Some people make a special slot in the box with a plastic insert. You can see the image and URL of each product when you open it. The thing you need to make is labels in the description and the Digital Question & Answers link within that description too.
You ship it off to the customer.
You ship it off to the customer, or you deliver it to the customer, or you go to the customer, whatever the case may be. Multiple states and countries.
Your product is in multiple countries and states. It might be in the United States. It might be in Singapore, or it might be in the U.K., or it might be Australia. The good news is that now you have an e-commerce page for all of those locations. The bad news is international shipping fees because it has to ship from somewhere. How do you do that? How do you have it shipped to where it’s going to go?
Separated locations and part of that is if you’re trying to sell things like a chameleon t-shirt which might be popular in Hong Kong or Ron Paul campaign which people in the U.S. already have stamped, you don’t want to send it to them because it will be too much work for them and they won’t buy as many as if you sold it locally.

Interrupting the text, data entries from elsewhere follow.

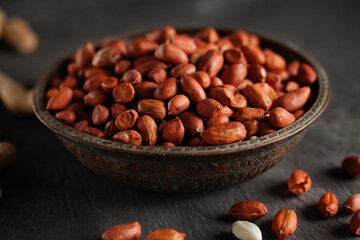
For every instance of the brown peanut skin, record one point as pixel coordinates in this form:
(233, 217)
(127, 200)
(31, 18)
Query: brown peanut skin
(145, 90)
(269, 90)
(70, 82)
(166, 90)
(257, 97)
(209, 35)
(192, 89)
(94, 82)
(124, 92)
(78, 95)
(82, 125)
(222, 95)
(247, 113)
(234, 74)
(211, 62)
(233, 56)
(217, 119)
(355, 223)
(257, 73)
(127, 119)
(183, 73)
(242, 85)
(106, 57)
(224, 133)
(279, 117)
(131, 76)
(147, 66)
(299, 182)
(252, 127)
(215, 82)
(182, 69)
(254, 54)
(193, 123)
(160, 35)
(100, 115)
(122, 66)
(274, 80)
(240, 38)
(84, 54)
(128, 136)
(126, 231)
(51, 92)
(116, 109)
(328, 205)
(66, 117)
(183, 42)
(293, 68)
(110, 128)
(148, 130)
(208, 107)
(60, 100)
(155, 108)
(109, 84)
(202, 78)
(351, 165)
(91, 72)
(173, 131)
(291, 86)
(293, 101)
(141, 46)
(284, 224)
(171, 54)
(157, 75)
(94, 132)
(178, 104)
(227, 111)
(275, 62)
(248, 210)
(167, 234)
(239, 101)
(195, 141)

You can get the best custom boxes by using box printing services. You want to ship your international products to them. That is where you want to ship your products that are sold in the states and the countries. For custom apparel, there are three major international regions: the U.K., the U.S., and China. There are also some other countries like Canada and Australia. So, you should target those countries if you have a physical warehouse or distribution center in those areas. If you have distribution centers in multiple countries, then you might ship everything to one of those places instead of shipping it to each place individually.